Westfield Group to Sell Strongsville’s SouthPark Mall

By Adrian Maties, Associate Editor The Westfield Group, the world’s second-largest shopping mall owner, announced plans to sell eight non-core U.S. shopping centers for $1.2 billion in order to pay off debt and invest in higher-profile projects. Greenwich, Conn.-based Starwood Capital Group will acquire a 90 percent stake in seven centers. The eighth property, Eastland, a [...]

The Westfield Group, the world’s second-largest shopping mall owner, announced plans to sell eight non-core U.S. shopping centers for $1.2 billion in order to pay off debt and invest in higher-profile projects. Greenwich, Conn.-based Starwood Capital Group will acquire a 90 percent stake in seven centers. The eighth property, Eastland, a power center in West Covina, Calif., is being sold in a separate transaction.

Among the seven properties going to Starwood is the Westfield SouthPark Mall in Strongsville. With more than 1.6 million square feet of leasable space, Southpark is one of Northeast Ohio’s busiest and largest malls.
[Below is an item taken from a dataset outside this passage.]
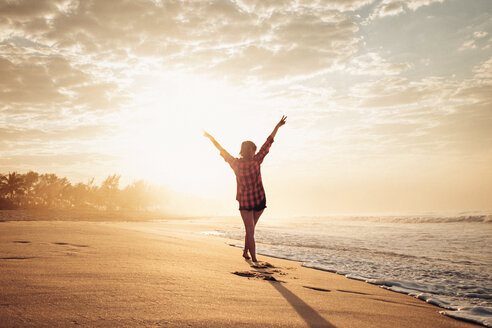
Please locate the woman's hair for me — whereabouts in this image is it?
[239,141,256,159]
Recently it was valued at $262.3 million.

The mall opened for business in 1996. The Westfield Group acquired it in 2002 from the Richard E. Jacobs Group Inc. It gave the mall a new name and invested  $150 million to expand and reconfigure it in 2006, adding 25 more stores and a Cinemark movie theater. SouthPark has 168 stores and is anchored by Dillard’s, Sears, JCPenney, Macy’s, Kohl’s, Dick’s Sporting Goods and Cinemark Theatres.

The Sydney, Australia-based shopping center group has three other malls in Ohio (Belden Village in Canton, Great Northern in North Olmsted and Franklin Park in Toledo) that have also been put up for sale. SouthPark is the only Ohio property in the deal with Starwood.

The Starwood transaction is expected to close in the second quarter of 2012. SouthPark is the largest of the seven properties. The other properties being sold are:

  • Solano, Fairfield, Calif., 1.1 million square feet;
  • Louis Joliet, Chicago, 971,000 square feet;
  • Gateway, Lincoln, Neb., 969,000 square feet;
  • Chicago Ridge, Chicago, 838,600 square feet;
  • Westland, Miami, 868,000 square feet;
  • Metreon, San Francisco, 282,000 square feet.

Westfield Group co-CEO Peter Lowy stated in a press release that the move “represents a further step in our strategic plan to increase return on equity and long-term earnings growth. The proceeds from the transactions will initially pay down corporate debt and then be redeployed in higher-return redevelopment opportunities in the U.S., including the World Trade Center.” The company owns 55 U.S. malls, and has put 17 of them on the market.